Category Archives: Tech

More on TTS (or maybe it should be Moron: TTS?)


I’ve never done this before so bear with me while I figure out exactly what I want to say. I’m sure I have written bad blog entries before (this is where you say “No! Absolutely not! This was your first! Well, not that it was bad really, just not up to your usual standards. What were we talking about again?“), but I’m not especially happy with parts of the one I wrote on Thursday night. It’s not that I’ve changed my mind on how silly the NY Times article was, but my article focused on the fact that the technology to read the books is simply not there yet (as Wil Wheaton’s test proved beyond any doubt). But upon reflection, I think I missed at least some of the point of Mr. Blount’s article, so I’m going to post a semi-rebuttal to my own article.

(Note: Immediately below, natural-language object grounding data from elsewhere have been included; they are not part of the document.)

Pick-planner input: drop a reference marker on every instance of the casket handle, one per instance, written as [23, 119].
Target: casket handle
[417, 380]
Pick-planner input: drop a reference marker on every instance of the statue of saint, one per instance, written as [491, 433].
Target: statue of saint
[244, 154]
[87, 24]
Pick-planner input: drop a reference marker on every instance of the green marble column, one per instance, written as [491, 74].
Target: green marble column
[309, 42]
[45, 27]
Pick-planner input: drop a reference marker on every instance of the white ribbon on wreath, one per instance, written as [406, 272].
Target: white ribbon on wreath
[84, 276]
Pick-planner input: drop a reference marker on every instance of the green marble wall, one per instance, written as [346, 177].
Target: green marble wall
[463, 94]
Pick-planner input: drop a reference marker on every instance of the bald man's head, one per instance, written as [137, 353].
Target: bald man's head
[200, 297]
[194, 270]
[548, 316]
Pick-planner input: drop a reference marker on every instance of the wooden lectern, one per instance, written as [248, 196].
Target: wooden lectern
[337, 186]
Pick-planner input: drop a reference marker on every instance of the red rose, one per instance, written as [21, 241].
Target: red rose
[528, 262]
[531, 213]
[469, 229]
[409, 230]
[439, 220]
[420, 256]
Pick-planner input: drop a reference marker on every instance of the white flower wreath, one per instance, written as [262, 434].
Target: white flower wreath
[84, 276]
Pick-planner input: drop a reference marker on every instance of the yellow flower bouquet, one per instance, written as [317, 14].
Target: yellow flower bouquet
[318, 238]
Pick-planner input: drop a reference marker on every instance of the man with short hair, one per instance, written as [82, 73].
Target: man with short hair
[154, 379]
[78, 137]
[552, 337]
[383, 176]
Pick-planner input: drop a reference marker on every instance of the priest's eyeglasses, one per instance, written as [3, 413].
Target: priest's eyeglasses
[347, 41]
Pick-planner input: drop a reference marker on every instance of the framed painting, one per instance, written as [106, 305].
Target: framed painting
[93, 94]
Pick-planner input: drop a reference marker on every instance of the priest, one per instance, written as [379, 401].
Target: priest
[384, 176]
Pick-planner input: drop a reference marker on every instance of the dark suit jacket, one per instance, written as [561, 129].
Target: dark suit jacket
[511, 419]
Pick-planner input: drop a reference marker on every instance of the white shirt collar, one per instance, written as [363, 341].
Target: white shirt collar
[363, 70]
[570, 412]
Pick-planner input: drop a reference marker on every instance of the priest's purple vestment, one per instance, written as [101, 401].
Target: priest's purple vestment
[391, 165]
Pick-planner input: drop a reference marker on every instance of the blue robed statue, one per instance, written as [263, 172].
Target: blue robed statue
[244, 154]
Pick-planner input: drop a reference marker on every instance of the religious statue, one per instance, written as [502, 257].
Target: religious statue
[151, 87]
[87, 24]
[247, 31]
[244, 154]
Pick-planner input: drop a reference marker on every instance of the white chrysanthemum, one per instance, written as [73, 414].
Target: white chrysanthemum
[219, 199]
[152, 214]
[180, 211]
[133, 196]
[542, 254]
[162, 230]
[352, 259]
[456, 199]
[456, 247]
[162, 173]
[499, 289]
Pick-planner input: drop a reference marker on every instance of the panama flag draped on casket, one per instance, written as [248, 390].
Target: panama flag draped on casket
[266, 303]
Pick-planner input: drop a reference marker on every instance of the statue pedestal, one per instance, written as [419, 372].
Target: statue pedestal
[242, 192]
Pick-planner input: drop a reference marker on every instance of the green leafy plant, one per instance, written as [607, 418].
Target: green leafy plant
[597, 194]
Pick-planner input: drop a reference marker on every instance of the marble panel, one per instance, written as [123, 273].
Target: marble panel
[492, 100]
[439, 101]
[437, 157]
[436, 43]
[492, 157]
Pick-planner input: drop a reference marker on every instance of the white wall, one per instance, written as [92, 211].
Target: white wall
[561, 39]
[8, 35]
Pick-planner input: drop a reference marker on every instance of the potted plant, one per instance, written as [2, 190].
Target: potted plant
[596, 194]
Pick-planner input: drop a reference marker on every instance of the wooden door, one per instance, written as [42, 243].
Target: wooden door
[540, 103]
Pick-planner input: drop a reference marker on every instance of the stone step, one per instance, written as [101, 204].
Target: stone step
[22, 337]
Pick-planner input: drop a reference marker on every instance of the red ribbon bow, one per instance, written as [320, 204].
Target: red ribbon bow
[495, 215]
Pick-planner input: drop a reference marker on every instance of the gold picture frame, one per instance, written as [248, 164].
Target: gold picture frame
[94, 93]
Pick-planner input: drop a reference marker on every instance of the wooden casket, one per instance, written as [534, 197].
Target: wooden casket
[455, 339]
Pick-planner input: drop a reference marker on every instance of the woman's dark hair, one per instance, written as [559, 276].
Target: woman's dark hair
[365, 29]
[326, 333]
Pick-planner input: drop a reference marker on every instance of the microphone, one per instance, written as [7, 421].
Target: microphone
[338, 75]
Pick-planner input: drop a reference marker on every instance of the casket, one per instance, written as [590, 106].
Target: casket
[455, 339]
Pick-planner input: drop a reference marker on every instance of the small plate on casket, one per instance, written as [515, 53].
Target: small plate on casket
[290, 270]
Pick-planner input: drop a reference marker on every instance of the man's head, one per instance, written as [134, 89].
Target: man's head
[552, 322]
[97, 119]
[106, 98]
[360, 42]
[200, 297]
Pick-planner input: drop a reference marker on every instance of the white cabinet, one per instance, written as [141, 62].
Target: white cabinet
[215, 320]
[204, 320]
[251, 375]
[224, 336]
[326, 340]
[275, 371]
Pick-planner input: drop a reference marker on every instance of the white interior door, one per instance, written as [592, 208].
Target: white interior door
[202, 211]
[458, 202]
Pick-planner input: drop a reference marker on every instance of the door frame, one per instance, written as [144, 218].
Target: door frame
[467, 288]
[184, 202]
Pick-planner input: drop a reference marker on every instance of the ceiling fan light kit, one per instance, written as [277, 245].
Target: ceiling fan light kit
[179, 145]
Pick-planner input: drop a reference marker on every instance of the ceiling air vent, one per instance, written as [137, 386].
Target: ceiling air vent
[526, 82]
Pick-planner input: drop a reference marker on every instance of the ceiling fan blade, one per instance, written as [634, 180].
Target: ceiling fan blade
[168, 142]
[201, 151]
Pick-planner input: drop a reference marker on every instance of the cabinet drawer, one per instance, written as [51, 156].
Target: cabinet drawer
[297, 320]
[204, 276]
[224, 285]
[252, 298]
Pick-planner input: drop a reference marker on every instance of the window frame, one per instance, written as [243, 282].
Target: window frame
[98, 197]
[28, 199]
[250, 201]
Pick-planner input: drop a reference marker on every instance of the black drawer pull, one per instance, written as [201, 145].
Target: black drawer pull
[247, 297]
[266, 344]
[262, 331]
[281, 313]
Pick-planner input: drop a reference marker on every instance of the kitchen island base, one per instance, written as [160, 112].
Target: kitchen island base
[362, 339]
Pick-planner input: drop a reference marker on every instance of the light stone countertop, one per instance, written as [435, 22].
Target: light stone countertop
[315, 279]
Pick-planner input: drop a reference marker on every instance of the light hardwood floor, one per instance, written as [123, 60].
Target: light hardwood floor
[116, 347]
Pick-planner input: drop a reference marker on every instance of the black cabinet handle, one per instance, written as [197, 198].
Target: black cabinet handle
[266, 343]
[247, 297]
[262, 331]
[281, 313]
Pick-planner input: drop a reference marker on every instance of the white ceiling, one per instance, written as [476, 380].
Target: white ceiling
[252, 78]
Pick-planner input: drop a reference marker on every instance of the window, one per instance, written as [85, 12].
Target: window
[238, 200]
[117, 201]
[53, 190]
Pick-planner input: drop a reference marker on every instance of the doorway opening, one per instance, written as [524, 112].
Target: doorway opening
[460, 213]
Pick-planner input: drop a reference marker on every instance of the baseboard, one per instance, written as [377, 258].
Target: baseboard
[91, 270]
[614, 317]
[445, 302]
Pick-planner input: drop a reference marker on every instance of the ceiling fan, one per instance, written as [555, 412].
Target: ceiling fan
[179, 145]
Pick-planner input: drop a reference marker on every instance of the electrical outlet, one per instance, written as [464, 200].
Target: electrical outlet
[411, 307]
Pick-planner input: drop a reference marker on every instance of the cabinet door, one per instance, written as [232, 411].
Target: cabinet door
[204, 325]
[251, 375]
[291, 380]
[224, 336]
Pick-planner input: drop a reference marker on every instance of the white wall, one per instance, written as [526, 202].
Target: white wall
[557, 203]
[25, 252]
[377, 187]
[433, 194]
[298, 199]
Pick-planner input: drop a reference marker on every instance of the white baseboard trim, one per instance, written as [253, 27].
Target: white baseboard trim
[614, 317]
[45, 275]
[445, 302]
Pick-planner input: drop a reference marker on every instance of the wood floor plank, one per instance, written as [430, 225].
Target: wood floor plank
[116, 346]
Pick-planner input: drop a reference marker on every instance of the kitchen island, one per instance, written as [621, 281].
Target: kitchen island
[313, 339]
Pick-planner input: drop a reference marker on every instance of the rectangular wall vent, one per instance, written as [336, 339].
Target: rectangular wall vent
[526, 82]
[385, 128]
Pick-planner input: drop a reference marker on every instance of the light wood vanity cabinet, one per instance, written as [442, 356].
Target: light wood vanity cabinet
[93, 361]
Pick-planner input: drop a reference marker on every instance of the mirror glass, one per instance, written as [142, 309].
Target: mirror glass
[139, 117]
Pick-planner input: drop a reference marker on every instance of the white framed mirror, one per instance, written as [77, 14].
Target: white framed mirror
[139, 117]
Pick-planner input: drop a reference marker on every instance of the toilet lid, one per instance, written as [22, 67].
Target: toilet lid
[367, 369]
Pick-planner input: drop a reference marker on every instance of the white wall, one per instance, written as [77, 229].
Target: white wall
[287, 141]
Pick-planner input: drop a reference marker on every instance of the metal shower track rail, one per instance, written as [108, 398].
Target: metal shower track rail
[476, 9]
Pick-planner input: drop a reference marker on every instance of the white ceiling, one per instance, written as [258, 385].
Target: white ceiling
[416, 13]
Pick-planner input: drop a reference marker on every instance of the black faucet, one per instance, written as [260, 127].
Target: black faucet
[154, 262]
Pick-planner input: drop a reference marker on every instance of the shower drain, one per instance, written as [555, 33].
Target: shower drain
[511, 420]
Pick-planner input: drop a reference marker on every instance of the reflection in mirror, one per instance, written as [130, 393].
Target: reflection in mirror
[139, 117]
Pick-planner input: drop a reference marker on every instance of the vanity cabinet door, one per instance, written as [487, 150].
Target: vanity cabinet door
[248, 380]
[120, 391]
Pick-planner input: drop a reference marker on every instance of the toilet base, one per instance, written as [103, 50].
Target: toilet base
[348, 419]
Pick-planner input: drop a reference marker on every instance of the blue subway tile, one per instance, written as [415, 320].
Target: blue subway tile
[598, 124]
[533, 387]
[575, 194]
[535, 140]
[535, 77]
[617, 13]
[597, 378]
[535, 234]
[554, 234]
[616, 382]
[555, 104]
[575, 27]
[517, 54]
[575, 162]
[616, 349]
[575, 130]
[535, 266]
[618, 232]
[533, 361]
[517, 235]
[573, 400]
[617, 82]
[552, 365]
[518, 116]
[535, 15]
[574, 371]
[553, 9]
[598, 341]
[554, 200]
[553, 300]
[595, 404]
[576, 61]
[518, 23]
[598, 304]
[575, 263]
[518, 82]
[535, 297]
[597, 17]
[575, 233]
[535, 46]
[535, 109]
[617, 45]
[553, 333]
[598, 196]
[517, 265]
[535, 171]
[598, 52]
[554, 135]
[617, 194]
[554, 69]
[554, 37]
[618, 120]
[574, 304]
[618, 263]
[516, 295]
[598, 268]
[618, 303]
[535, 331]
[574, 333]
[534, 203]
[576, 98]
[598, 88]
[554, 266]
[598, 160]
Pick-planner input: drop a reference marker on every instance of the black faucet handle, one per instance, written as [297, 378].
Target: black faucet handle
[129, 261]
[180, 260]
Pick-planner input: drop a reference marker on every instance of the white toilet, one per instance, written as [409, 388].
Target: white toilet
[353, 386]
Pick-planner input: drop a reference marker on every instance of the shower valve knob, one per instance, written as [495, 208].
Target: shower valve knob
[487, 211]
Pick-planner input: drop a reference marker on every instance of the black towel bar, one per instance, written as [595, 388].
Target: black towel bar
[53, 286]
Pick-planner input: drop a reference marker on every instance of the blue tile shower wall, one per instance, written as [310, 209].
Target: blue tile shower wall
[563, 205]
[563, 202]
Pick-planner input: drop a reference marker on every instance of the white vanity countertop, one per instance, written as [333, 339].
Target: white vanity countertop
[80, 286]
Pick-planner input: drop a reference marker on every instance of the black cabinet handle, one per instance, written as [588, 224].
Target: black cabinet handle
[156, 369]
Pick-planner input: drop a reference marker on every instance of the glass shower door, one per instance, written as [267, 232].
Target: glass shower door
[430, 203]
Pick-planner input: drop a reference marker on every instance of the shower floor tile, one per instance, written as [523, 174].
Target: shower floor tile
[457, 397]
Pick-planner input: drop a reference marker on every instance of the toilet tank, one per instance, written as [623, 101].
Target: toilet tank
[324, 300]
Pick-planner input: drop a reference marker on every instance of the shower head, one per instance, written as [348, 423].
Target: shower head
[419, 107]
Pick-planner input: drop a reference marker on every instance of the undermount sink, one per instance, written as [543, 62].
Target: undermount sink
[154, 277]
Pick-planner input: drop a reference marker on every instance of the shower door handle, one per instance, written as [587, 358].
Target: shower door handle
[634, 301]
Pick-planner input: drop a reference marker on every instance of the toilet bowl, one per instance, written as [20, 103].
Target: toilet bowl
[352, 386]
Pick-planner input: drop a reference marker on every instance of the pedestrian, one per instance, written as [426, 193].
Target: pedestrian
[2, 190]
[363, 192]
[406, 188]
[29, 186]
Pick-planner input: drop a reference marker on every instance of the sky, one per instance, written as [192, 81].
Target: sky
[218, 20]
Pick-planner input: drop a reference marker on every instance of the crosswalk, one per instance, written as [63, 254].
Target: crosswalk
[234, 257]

The fact that the technology isn’t there yet isn’t really the point. I’m sure Mr. Blount would acknowledge that right now, a computer reading a book is not the same thing as a human reading it, and that right now the Kindle’s TTS (text-to-speech) feature is not a huge threat to the audio book industry. Not to put words in Mr. Blount’s mouth, but I think his issue is that in five or ten years, the technology may have advanced enough that it will be much harder to distinguish between a computer-read book and a human-read book. As hard as that is to believe, it could certainly be yet another in the long list of things that we take for granted today that would have been difficult to imagine a few years ago. If that happens, then computer-read books might pose a real threat to the audio book industry, and so he wants to head that off before it becomes a problem. I can understand that, but history is full of new inventions that were supposed to kill off entire industries and didn’t. Remember how the VCR was going to kill the movie industry? Remember how PVR’s were going to make commercials obsolete? MP3 players have reduced sales of CDs, but they haven’t killed the industry entirely. Even sharing of digital media and places like Pirate Bay haven’t killed music sales or movie revenues. There have been many movies made with completely computer-generated characters, and the animation is getting better all the time, but I don’t hear the actor’s guild advocating that filmmakers abandon the use of computers.

The Amazon people could easily change their TTS feature to only read blogs, newspapers, and magazines, and would not read books, which would solve the problem of the guy listening to the newspaper while in the car. I don’t know the numbers for sure, but I’m sure there are thousands of books available for the Kindle that are not available as an audio book, so people who want to listen to those books are screwed.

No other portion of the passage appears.